O presidente Jair Bolsonaro e o ministro do Trabalho Onyx Lorenzoni

O ministro da Economia Paulo Guedes disse nesta quinta-feira (29) que o Ministério do Trabalho, comandado por Onyx Lorenzoni , está “totalmente alinhado” com os interesses da sua pasta. Guedes comentou os dados do Caged (Cadastro Geral de Empregados e Desempregados) divulgados hoje, mostrando que o país criou 1,5 milhão de empregos no primeiro semestre de 2021. 

“Quero saudar nosso novo ministro, Onyx Lorenzoni, e a equipe que participou de toda a construção dos programas que ajudaram na manutenção do emprego”, disse Guedes. “A equipe vai seguir em brilhante companhia, (…) o Onyx está totalmente alinhado com as nossas políticas, esteve em campanha eleitoral comigo e com Bolsonaro”, completou. 

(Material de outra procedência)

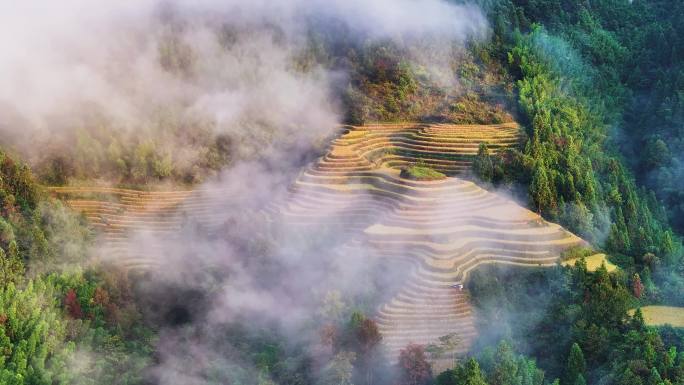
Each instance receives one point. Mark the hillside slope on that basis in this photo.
(441, 229)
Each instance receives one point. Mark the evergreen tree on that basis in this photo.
(576, 366)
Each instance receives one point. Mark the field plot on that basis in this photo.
(441, 228)
(663, 315)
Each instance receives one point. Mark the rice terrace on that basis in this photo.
(443, 228)
(342, 192)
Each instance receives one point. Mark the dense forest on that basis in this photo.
(598, 88)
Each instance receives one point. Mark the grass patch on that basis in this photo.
(421, 172)
(662, 315)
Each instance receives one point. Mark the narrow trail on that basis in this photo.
(443, 228)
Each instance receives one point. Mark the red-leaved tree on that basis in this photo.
(72, 304)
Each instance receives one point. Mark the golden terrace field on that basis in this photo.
(663, 315)
(442, 228)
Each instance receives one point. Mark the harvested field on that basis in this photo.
(442, 228)
(663, 315)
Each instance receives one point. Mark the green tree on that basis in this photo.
(576, 366)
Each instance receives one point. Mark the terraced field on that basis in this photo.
(442, 229)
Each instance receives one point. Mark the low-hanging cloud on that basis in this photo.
(152, 67)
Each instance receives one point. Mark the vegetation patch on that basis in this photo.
(593, 262)
(420, 171)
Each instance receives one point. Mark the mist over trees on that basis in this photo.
(597, 87)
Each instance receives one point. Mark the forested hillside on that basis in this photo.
(314, 207)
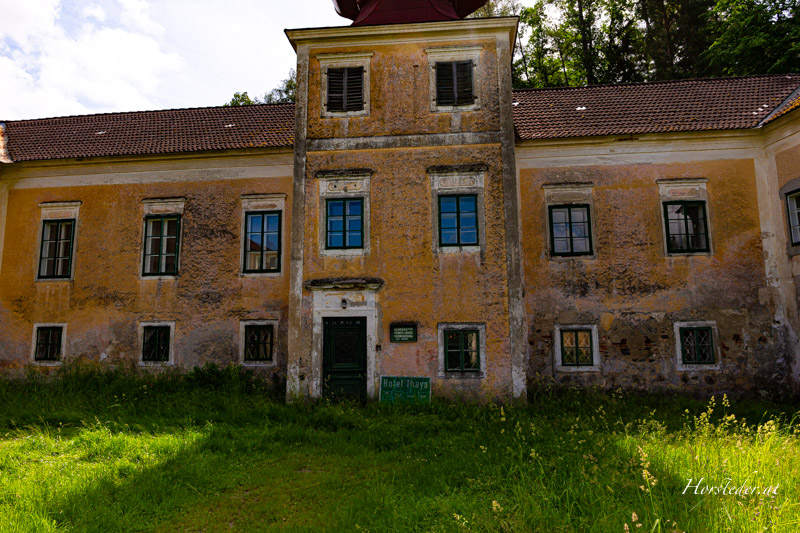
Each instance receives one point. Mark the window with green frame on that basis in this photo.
(697, 346)
(570, 230)
(258, 339)
(344, 223)
(793, 204)
(161, 245)
(462, 350)
(48, 343)
(55, 257)
(262, 241)
(576, 347)
(155, 343)
(458, 219)
(686, 227)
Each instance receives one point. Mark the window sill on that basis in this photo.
(343, 252)
(462, 375)
(259, 364)
(458, 249)
(260, 274)
(577, 369)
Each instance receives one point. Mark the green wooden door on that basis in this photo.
(344, 357)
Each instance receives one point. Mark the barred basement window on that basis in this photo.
(454, 83)
(55, 258)
(48, 343)
(462, 350)
(262, 244)
(344, 223)
(697, 346)
(686, 227)
(155, 343)
(576, 347)
(161, 245)
(793, 201)
(258, 341)
(345, 89)
(570, 230)
(458, 220)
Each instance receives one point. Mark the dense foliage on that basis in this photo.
(96, 450)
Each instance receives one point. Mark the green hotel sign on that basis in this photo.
(398, 389)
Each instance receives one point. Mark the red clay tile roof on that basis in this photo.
(688, 105)
(685, 105)
(151, 132)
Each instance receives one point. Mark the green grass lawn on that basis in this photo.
(212, 452)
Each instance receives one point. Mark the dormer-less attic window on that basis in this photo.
(345, 89)
(454, 83)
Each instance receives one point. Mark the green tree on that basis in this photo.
(754, 37)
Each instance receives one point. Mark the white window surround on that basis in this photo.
(446, 182)
(568, 194)
(595, 367)
(171, 360)
(269, 322)
(344, 60)
(344, 186)
(157, 207)
(679, 365)
(481, 328)
(454, 53)
(262, 202)
(62, 355)
(684, 190)
(58, 211)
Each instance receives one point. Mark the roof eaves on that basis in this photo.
(4, 155)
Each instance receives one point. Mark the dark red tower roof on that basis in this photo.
(364, 12)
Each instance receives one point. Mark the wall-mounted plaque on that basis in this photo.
(403, 333)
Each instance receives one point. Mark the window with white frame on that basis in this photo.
(161, 237)
(453, 75)
(345, 84)
(344, 204)
(457, 194)
(57, 240)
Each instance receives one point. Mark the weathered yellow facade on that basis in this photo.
(509, 297)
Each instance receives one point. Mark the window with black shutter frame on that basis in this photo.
(454, 83)
(345, 89)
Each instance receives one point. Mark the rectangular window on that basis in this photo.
(344, 223)
(345, 89)
(458, 220)
(697, 346)
(262, 243)
(48, 343)
(793, 201)
(686, 227)
(570, 230)
(258, 342)
(55, 259)
(454, 83)
(161, 244)
(462, 352)
(155, 343)
(576, 347)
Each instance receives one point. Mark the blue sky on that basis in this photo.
(68, 57)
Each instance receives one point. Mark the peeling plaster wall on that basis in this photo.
(634, 291)
(107, 297)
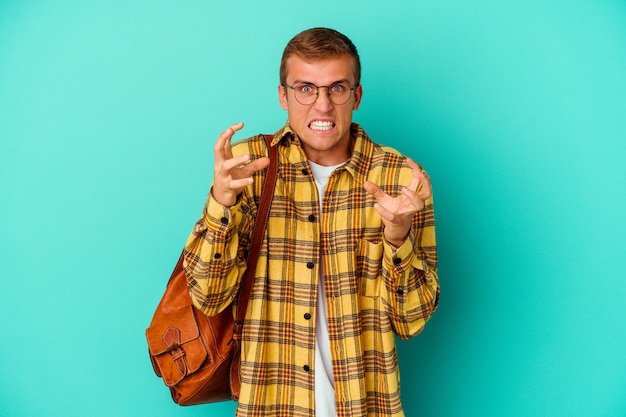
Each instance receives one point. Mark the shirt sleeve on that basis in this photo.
(411, 284)
(214, 258)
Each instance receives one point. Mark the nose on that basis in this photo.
(322, 101)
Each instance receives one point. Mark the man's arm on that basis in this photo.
(214, 254)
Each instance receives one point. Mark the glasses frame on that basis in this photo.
(317, 92)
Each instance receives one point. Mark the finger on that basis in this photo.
(414, 198)
(417, 170)
(384, 213)
(426, 190)
(374, 190)
(237, 162)
(222, 145)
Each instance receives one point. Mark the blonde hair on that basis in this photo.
(317, 44)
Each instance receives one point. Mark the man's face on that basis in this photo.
(323, 127)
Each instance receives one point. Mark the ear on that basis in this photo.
(282, 96)
(358, 94)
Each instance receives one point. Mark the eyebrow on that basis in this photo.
(344, 80)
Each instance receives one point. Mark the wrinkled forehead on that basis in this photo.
(325, 71)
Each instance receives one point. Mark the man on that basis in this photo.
(349, 257)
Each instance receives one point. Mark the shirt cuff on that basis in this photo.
(217, 216)
(402, 258)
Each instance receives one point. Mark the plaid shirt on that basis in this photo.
(374, 291)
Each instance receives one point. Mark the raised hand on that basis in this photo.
(397, 212)
(232, 174)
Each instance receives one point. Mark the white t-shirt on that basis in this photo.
(324, 380)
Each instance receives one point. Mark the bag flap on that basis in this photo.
(159, 333)
(175, 345)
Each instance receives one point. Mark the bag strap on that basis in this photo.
(257, 236)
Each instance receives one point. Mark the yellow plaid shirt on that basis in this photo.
(374, 291)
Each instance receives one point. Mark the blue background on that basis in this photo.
(108, 114)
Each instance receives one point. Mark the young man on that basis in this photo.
(349, 257)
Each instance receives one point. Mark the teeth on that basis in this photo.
(319, 125)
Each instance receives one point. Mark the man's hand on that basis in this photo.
(232, 174)
(397, 212)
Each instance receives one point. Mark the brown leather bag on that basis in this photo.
(198, 356)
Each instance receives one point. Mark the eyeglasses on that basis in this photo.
(306, 93)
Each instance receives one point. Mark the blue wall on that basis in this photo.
(108, 113)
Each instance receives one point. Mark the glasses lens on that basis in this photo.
(339, 93)
(307, 94)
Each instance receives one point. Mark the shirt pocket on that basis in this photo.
(369, 263)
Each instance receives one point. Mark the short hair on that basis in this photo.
(317, 44)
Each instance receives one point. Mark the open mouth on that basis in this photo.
(321, 126)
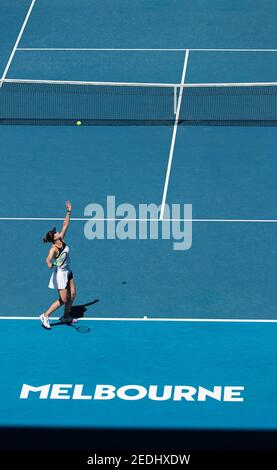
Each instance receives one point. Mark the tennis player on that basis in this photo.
(62, 276)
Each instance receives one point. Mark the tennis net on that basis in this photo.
(65, 102)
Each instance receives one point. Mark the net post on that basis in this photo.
(175, 100)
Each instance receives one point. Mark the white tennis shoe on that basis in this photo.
(68, 319)
(45, 321)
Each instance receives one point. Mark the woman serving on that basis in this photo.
(62, 277)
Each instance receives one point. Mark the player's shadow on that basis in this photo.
(78, 311)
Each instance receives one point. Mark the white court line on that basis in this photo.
(119, 49)
(17, 41)
(174, 136)
(86, 219)
(187, 320)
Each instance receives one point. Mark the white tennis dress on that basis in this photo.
(59, 278)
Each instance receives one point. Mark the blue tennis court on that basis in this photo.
(175, 342)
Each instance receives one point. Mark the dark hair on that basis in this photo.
(49, 237)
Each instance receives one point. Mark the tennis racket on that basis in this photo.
(60, 260)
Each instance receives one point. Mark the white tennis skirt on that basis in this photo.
(59, 279)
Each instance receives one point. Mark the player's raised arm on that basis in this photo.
(50, 257)
(67, 219)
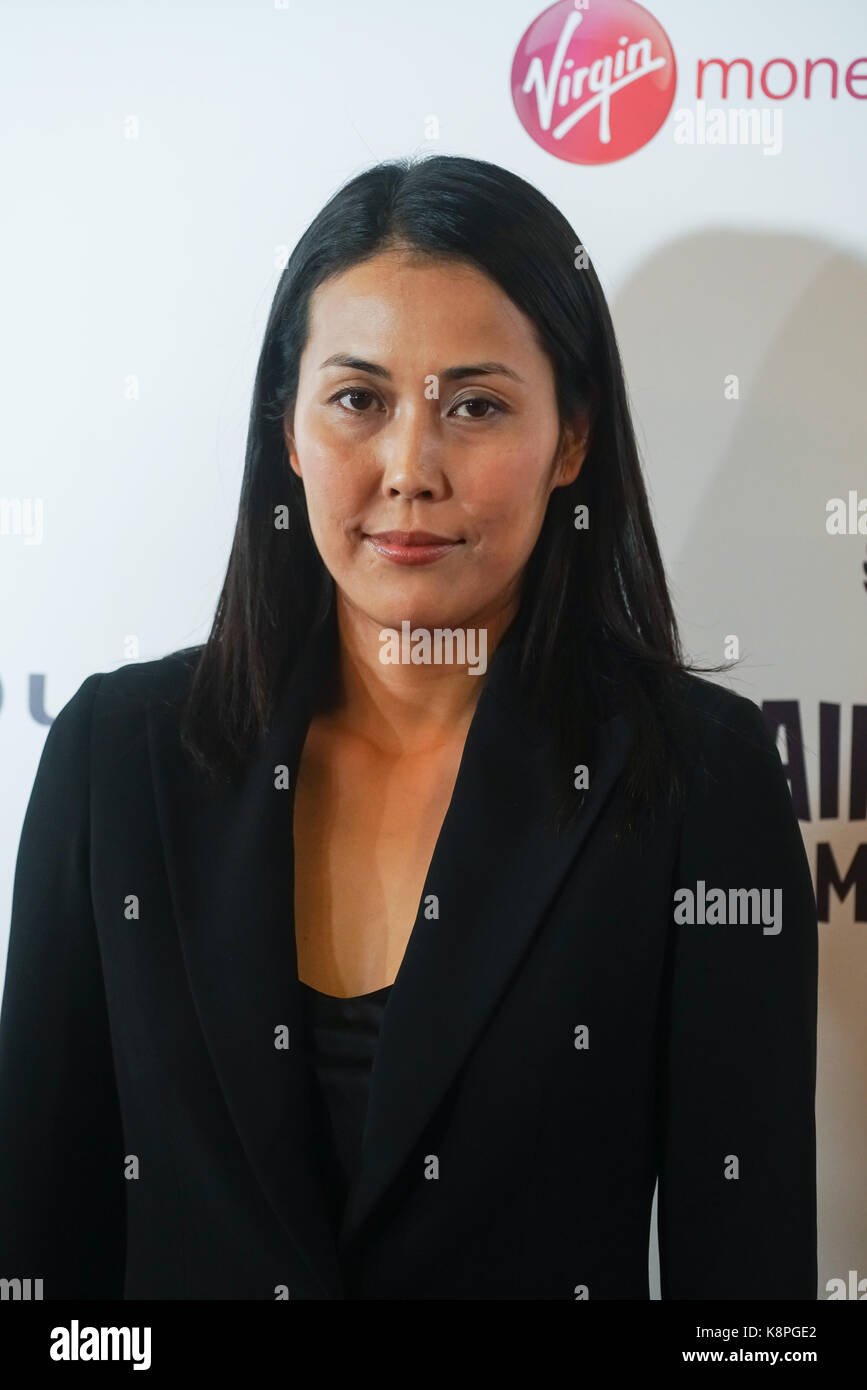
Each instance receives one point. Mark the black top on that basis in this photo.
(343, 1034)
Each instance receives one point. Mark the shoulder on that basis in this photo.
(724, 736)
(122, 695)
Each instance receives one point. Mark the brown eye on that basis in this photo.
(481, 401)
(353, 391)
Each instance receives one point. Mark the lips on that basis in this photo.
(409, 538)
(410, 546)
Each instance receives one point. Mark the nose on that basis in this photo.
(411, 462)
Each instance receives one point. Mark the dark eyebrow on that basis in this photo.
(481, 369)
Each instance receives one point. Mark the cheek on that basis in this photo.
(506, 498)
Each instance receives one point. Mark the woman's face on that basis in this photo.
(446, 421)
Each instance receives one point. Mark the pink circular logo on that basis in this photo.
(592, 84)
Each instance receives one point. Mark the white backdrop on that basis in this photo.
(160, 160)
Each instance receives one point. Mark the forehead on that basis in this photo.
(420, 300)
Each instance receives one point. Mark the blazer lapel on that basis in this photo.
(495, 872)
(229, 870)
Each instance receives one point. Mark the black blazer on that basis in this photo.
(156, 1143)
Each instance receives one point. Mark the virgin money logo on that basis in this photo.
(593, 81)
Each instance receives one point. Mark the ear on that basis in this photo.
(291, 451)
(571, 452)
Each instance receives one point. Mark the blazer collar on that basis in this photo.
(495, 870)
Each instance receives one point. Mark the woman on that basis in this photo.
(400, 938)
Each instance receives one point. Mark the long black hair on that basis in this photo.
(596, 626)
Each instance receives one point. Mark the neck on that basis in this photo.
(402, 706)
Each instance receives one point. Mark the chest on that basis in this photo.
(364, 831)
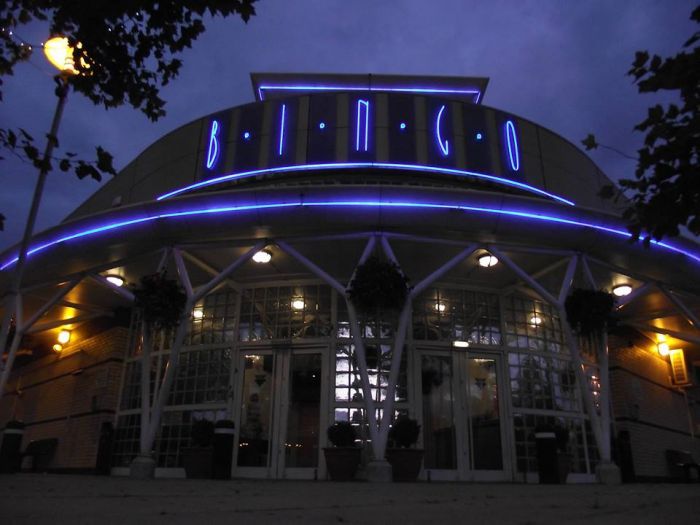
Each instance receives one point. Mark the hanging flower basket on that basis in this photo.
(590, 312)
(377, 285)
(161, 300)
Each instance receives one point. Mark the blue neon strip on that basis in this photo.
(512, 141)
(424, 90)
(360, 104)
(281, 148)
(541, 217)
(214, 150)
(379, 165)
(445, 148)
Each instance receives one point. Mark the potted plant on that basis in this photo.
(378, 284)
(405, 460)
(223, 449)
(343, 458)
(198, 457)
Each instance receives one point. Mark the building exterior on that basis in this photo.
(494, 219)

O ministro fez questão de mencionar os próximos programas de criação de empregos para jovens, como o BIP (Bônus de Inclusão Produtiva), que deve ser uma bolsa de cerca de R$ 300 paga pelo governo a desempregados que não trabalham nem estudam.

Na coletiva, Guedes falou também da ideia do novo ministro do Trabalho de criar um programa de “serviço social voluntário”, que ajudaria jovens a ingressar no mercado de trabalho, mas não deu mais detalhes.